Chapitre 2 : Le plan parfait du Guide
Partie 2
Mon irritation atteignait son paroxysme, et juste à ce moment-là, Amagi était entrée dans la pièce, j’avais donc coupé la communication avec Brian. Mon apprentie Ellen était entrée derrière elle, tenant la main de ma servante. J’étais de si mauvaise humeur que lorsque j’avais vu la façon dont elle s’était cachée derrière Amagi avec son épée en bois, j’étais devenu encore plus furieux.

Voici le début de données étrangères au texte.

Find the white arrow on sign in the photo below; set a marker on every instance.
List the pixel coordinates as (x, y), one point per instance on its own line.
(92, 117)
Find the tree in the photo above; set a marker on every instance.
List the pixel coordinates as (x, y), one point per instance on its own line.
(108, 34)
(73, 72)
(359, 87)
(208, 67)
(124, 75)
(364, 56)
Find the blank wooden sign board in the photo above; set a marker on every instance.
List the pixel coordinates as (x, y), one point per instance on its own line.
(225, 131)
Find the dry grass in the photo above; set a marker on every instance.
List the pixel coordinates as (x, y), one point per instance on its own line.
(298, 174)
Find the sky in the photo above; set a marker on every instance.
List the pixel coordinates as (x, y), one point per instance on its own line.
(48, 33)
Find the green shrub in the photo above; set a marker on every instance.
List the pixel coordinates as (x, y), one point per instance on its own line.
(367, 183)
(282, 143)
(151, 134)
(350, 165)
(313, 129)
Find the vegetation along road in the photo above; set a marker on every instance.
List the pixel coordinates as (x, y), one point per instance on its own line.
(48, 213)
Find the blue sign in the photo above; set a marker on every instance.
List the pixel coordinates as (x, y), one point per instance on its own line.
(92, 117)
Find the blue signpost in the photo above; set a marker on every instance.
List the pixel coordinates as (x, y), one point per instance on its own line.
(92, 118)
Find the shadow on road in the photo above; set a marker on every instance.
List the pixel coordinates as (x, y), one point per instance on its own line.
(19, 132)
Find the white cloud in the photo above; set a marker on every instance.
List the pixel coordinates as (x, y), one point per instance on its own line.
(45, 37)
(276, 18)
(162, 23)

« Ellen, que signifie le fait qu’un élève de la Voie du Flash se cache derrière une femme de chambre ? »
Quand Amagi avait vu à quel point Ellen avait peur de moi, elle avait tendu la main et avait caressé les cheveux de la jeune fille. Le regard que ma servante m’avait lancé était féroce. Bien sûr, son visage était toujours aussi inexpressif, mais ses yeux étaient nettement plus étroits. Je la connaissais assez pour savoir quand elle était en colère, et elle l’était vraiment.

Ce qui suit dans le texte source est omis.